Its working! There was a news article this week at CNN that describes in a scientific, no nonsense way about how spanking children decreases their ability to control themselves because it decreases the amount of grey matter, a type of brain tissue, that forms which helps them self-regulate. In my opinion there are many things wrong with spanking a child and the first and foremost is because it is damaging to their healthy development. There are many countries around the world that have laws that protect children from this kind of harm but in America there seems to be almost a blindness to the problem.
“And that’s what’s wrong with kids these days…”
Have you heard this one? I have heard this followed by some of the most ridiculous statements. There is nothing wrong with teaching real respect instead of fear. There is nothing wrong with teaching a child a little empathy and compassion. These are the traits that take a child into adulthood prepared for their life ahead. Teaching a child to fear punitive punishment damages their ability and desire to self-regulate. This puts in them a sense of outside control, therefore they can actually believe that they act because of outside forces, not because they desired to perform or react in a certain way. An example of this would be blaming a sibling for having to walk over gravel when they were the one that chose to not put their shoes on when they went to go fetch them. This self-control is exactly the thing that is so valuable for mature adult life, and spanking and shaming really do contribute to an imbalance in this development.

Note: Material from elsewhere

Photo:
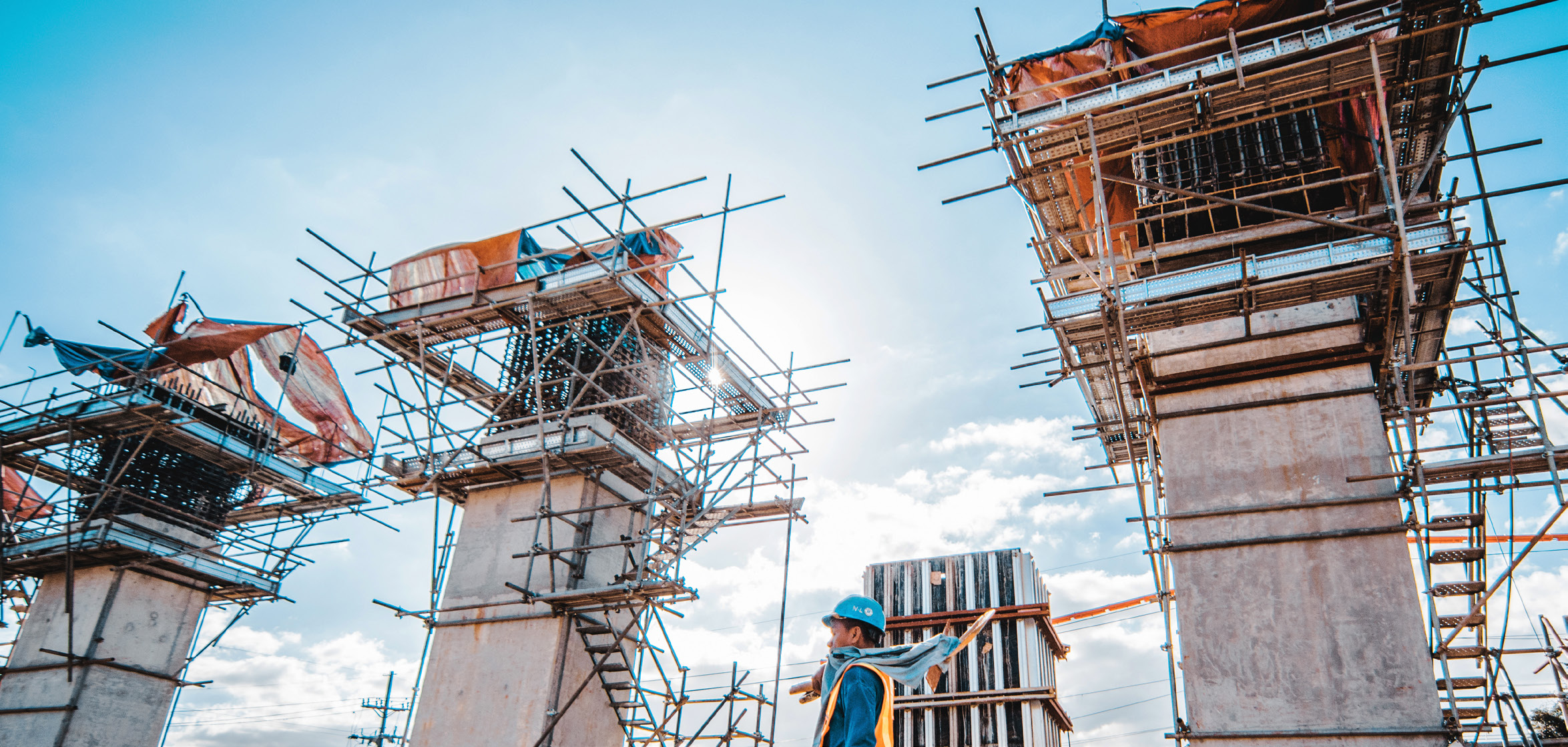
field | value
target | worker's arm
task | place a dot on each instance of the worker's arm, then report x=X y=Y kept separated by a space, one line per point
x=860 y=702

“But I was spanked and I’m just fine…”
Okay, I’m pulling out the old hat example of how these things are passed along, but there needs to be an end to the cycle. Moms raise children who have children. Parents are trusted and advice is asked. This is fine and great for small things: diaper changes, and pajama choices, but there needs to be clear instruction on how to parent without the use of violence and threats to control. The reason there needs to be clear guidelines and help in place for instruction and support is because so many of us adults are taught that children are annoying bothers to be dealt with. I say we change that old way of thinking and start really giving our children the start in life they deserve.

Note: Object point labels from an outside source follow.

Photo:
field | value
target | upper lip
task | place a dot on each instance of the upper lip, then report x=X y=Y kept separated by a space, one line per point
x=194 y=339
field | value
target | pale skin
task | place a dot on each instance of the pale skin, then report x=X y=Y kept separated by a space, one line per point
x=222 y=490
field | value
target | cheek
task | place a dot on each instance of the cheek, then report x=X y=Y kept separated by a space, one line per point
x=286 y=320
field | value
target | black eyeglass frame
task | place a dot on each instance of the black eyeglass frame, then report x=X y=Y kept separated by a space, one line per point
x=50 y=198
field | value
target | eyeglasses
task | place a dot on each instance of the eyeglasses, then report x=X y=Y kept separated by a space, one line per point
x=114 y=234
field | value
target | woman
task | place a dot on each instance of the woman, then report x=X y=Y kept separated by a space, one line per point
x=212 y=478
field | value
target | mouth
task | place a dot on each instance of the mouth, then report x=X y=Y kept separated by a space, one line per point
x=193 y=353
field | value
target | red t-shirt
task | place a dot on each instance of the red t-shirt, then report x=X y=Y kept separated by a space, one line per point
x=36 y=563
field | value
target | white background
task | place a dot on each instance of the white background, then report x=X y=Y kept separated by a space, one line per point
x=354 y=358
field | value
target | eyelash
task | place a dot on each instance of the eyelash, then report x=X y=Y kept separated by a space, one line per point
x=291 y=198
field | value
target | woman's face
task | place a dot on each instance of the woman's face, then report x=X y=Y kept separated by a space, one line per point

Because after all, spanking and shaming are a form of bullying and no one likes a bully…
Parents that spank teach their children through behavior modeling that is its okay to hit others and shame them in front of their peers. Embarrassment can have severe lasting effects just like spanking, but can be made public which can give other bullies ammunition for tearing others down. Spanking is about anger and loss of control. If a parent were taught to regulate their own emotions then the children watching them would too.
There is a lot of science that says spanking and other punitive punishment is harmful to children. Unfortunately there is a large gap between what is known and what is practiced. There is a great battle to be fought if we are going to protect all children. Until then it is our job to continue to spread knowledge and model understanding and gentle parenting to those that need the role model and instruction.